The proposal, submitted by M.P. Ahammad, Chairman, Malabar Group, to Hon’ble Finance Minister Smt. Nirmala Sitharaman and Hon’ble Commerce & Industry Minister Shri Piyush Goyal, outlines practical measures aimed at increasing public participation in GMS, mobilising idle gold into the formal economy, and encouraging greater recycling, reuse, and circulation of existing gold within India.

India imports nearly 700–800 tonnes of gold annually, resulting in significant foreign exchange outflows and pressure on the current account deficit. At the same time, Indian households and institutions are estimated to hold nearly 25,000–35,000 tonnes of gold in the form of jewellery, coins and bars, much of which remains economically idle.

Malabar Gold & Diamonds stated that greater focus on recycling, exchange, reuse, and monetisation of existing domestic gold can play an important role in reducing import dependency, limiting dollar outflow, and strengthening the Indian economy over the long term.

Commenting on the proposal, M.P. Ahammad, Chairman, Malabar Group, said: 

“India possesses one of the world’s largest privately held gold reserves while continuing to rely significantly on imports to meet domestic demand.
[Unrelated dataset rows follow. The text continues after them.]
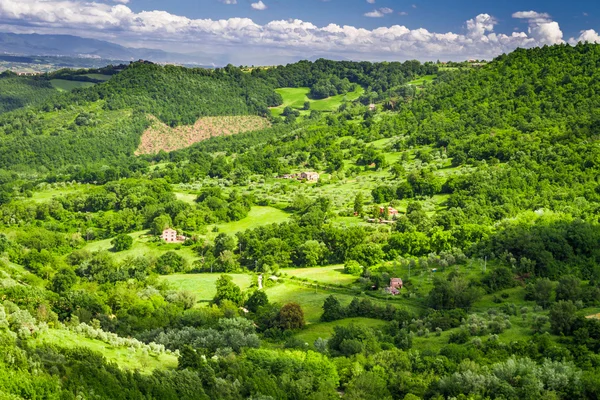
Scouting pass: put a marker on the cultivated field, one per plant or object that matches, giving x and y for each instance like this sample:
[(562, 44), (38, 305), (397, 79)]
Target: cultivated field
[(161, 137), (64, 85), (296, 97), (203, 285)]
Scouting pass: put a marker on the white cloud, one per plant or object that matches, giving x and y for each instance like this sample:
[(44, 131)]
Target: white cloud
[(259, 5), (374, 14), (380, 12), (541, 27), (589, 35), (296, 38)]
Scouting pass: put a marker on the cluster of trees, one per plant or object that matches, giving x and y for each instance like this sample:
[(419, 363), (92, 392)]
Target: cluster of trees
[(380, 77), (17, 92)]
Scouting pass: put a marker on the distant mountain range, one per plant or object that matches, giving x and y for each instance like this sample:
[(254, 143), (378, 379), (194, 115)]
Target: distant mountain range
[(75, 46)]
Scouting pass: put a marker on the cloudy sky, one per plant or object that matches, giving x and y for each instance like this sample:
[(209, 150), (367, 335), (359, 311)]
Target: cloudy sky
[(256, 31)]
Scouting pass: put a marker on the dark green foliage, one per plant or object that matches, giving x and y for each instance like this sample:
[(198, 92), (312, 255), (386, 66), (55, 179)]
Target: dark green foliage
[(332, 309), (498, 279), (562, 317), (540, 291), (17, 92), (454, 292), (171, 262), (291, 317), (256, 300), (63, 280), (122, 242), (228, 290)]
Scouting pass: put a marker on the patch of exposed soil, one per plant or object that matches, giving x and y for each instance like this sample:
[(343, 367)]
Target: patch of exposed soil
[(159, 136)]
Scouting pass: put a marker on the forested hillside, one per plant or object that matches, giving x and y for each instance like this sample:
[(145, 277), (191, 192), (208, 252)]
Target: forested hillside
[(17, 92), (448, 248)]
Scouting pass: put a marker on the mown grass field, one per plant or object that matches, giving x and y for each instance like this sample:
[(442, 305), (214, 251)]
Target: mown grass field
[(203, 285), (333, 274), (258, 216), (122, 356), (296, 97), (143, 245), (45, 195), (310, 298), (422, 80), (100, 77), (64, 85), (324, 330)]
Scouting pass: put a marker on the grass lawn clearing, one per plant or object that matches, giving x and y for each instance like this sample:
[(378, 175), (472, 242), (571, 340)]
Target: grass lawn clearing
[(123, 356), (333, 274), (324, 330), (203, 285), (64, 85), (296, 97), (258, 216)]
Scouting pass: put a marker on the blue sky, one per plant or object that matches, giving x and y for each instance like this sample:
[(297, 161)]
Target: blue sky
[(434, 15), (267, 31)]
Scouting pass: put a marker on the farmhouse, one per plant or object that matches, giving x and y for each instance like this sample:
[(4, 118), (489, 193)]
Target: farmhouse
[(170, 236), (309, 176), (395, 286), (391, 211)]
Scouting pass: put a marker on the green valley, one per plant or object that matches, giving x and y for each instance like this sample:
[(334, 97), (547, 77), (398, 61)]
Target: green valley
[(319, 230)]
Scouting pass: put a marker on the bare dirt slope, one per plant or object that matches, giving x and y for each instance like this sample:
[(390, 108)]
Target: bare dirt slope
[(162, 137)]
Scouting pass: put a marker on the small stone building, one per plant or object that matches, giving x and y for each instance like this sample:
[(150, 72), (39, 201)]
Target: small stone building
[(169, 235)]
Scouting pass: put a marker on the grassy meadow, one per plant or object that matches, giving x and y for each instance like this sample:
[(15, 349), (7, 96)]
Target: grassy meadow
[(124, 357), (203, 285), (64, 85), (296, 97)]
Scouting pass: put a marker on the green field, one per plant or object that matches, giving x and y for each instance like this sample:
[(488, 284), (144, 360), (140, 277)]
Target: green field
[(64, 85), (203, 285), (296, 97), (324, 330), (45, 195), (422, 80), (258, 216), (100, 77), (310, 298), (189, 198), (123, 356), (332, 274), (143, 245)]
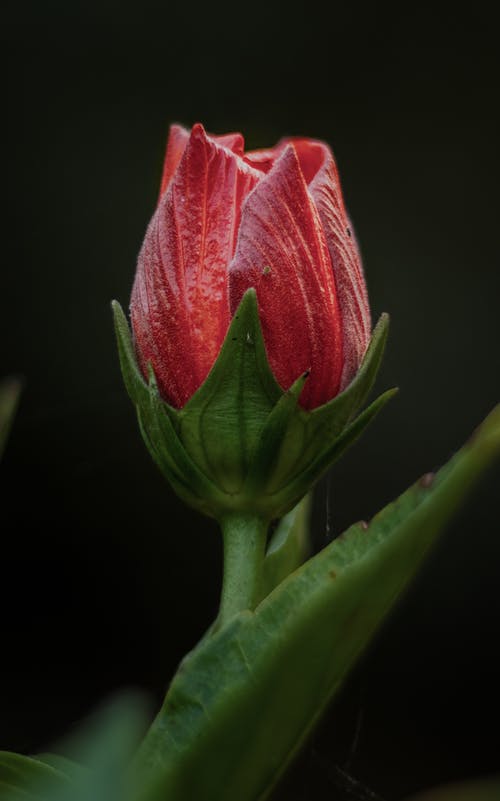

We wholeheartedly support the Hon’ble Prime Minister’s appeal and believe that encouraging responsible utilisation, recycling, and circulation of existing gold within the country is an important national priority. With appropriate policy support and active integration of the organised jewellery sector, the Gold Monetisation Scheme can emerge as a highly effective mechanism for mobilising idle gold into the formal economy.”

The proposal notes that while the Gold Monetisation Scheme was introduced to reduce import dependence and monetise idle domestic gold holdings, public participation remained limited due to longer lock-in periods, lower perceived returns, limited redemption flexibility, and procedural challenges.

To improve effectiveness and adoption of the scheme, Malabar Gold & Diamonds has recommended:

  • Integration of organised jewellers into the GMS framework under regulatory oversight
  • Reduction in minimum deposit quantity from 10 grams to 1 gram
  • Flexible redemption options in either gold weight or cash
  • Lower lock-in periods and improved liquidity options
  • Simplified Aadhaar-based e-KYC procedures
  • Customer incentives through jeweller participation, including loyalty-linked benefits
  • Improved transparency in purity testing, valuation, and refining
  • Consideration of GST waiver on gold brought back into the formal system
  • Alignment of GMS with Gold Metal Loan (GML) frameworks for better utilisation within the industry

The proposal also recommends a jeweller-assisted collection and facilitation framework operating under bank and regulatory supervision, with digital tracking systems and transparent processing mechanisms to improve customer confidence and operational efficiency.

According to the proposal, mobilisation of even 1–2% of India’s domestic gold holdings could potentially release nearly 600–700 tonnes of gold into circulation, equivalent to a substantial portion of the country’s annual gold import demand.

Malabar Gold & Diamonds believes that encouraging recycling, reuse, exchange, and monetisation of existing gold within India can become a meaningful economic lever for the country. The company stated that a stronger and more accessible Gold Monetisation Scheme can help reduce import dependence, lower foreign exchange outflows, improve circulation of domestic gold resources, and contribute towards building a more resilient and self-reliant economy in line with the Hon’ble Prime Minister’s vision.